The 86-year-old Elizabeth greeted Bond actor Daniel Craig at Buckingham Palace and then appeared to fly to the stadium before parachuting to the ground. Moments later, the real Elizabeth appeared with husband Prince Philip to be greeted by the crowd.
The sequence has already provided the defining images of the games, according to Sydney's Daily Telegraph in Australia, where the queen also reigns.
"A few hundred years ago director Danny Boyle could have been sent to the Tower for even suggesting such treason," the newspaper said. "But as if to show how far England and the monarchy have come in that time, Her Majesty not only let Boyle get away with it. She was actually in on the joke."
And, according to Boyle, the queen, who has reigned for 60 years, was a natural in the role.

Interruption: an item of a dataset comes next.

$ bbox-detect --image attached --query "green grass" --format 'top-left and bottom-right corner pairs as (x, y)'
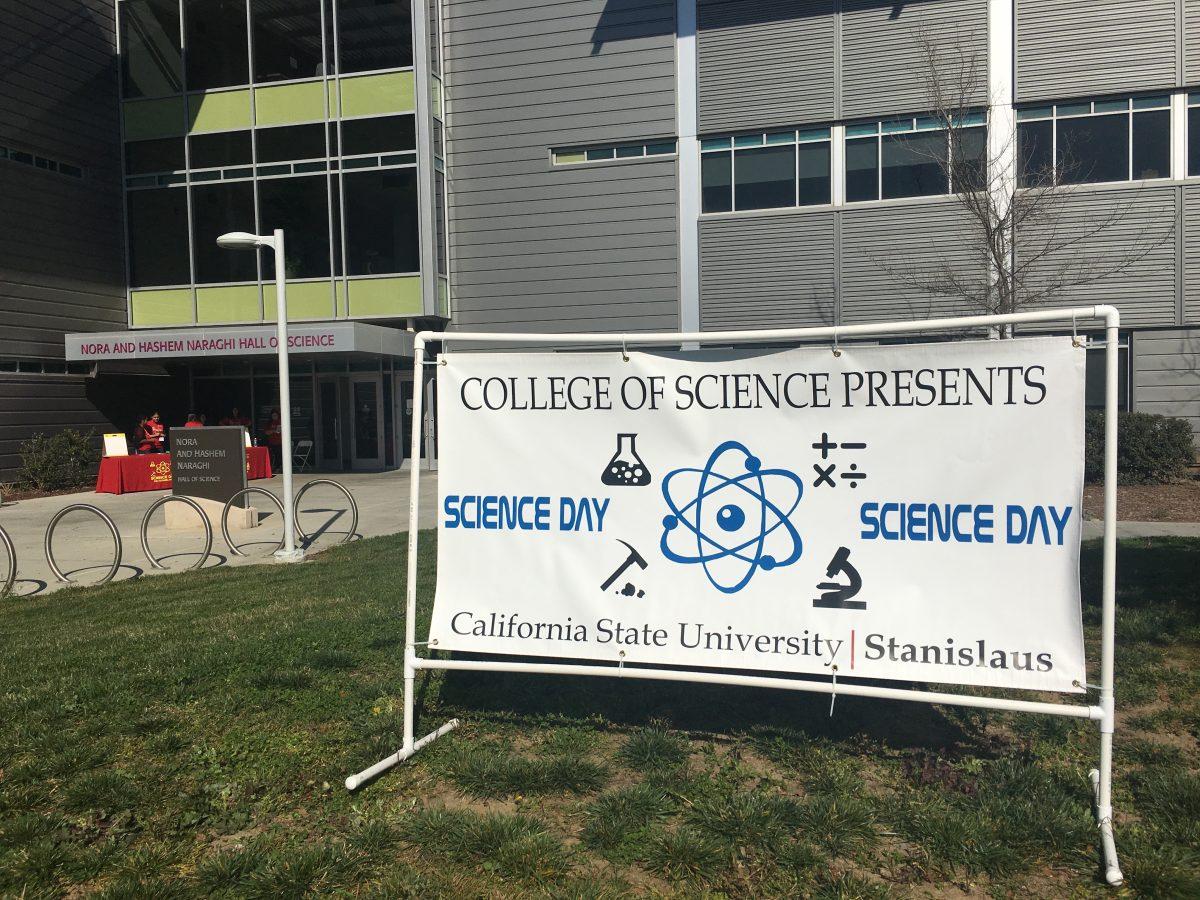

"You don't have to tell her something twice. ... She is a good actor," Boyle told NBC.
It was the eccentricity of the four-hour show that was so beguiling -"a complete assault on the senses," according to Britain's Olympics minister, Hugh Robertson.
Charlotte Higgins of Britain's Guardian newspaper praised Boyle for creating a ceremony that was "simultaneously silly and earnest, mainstream and subversive."
Die Welt welcomed Boyle's romp through a couple of centuries of British history, charting the industrial decline and the rise of pop culture after noting "authoritarian traits" in Beijing's extravaganza four years ago.
The stadium reverberated to the sound of Britain's world-conquering music — from hymns to the Sex Pistols, Rolling Stones and former Beatle Paul McCartney, who closed the show.
Luis Bassat, who presided over the 1992 ceremony in Barcelona, was left wanting more.
"The medley of popular music gave a good impression of the number of songs and performers, but failed to make clear Britain's pop music supremacy," Bassat wrote in Spanish daily El Pais.
Parts of the world questioned Boyle for including segments that seemed incomprehensible beyond the British Isles, including a tribute to the state-funded National Health Service. Even a legislator in Prime Minister David Cameron's Conservative Party was surprised by that.
"We all love the NHS, but really for all the people watching overseas, 20 minutes of children and nurses jumping on beds, that seems quite strange," said Aidan Burley, a member of the House of Commons.
But Burley was a rare dissenting voice in Britain, and provoked fury by claiming that Boyle filled the ceremony with "leftie multicultural" messages.
"It wasn't just Big Ben and Beefeaters and red buses and stuff," London Mayor Boris Johnson said. "It was actually the truth about this country in the last two or three hundred years told in a big, dynamic way.
"People say it was all leftie stuff. That is nonsense. I'm a Conservative and I had hot tears of patriotic pride from the beginning. I was blubbing."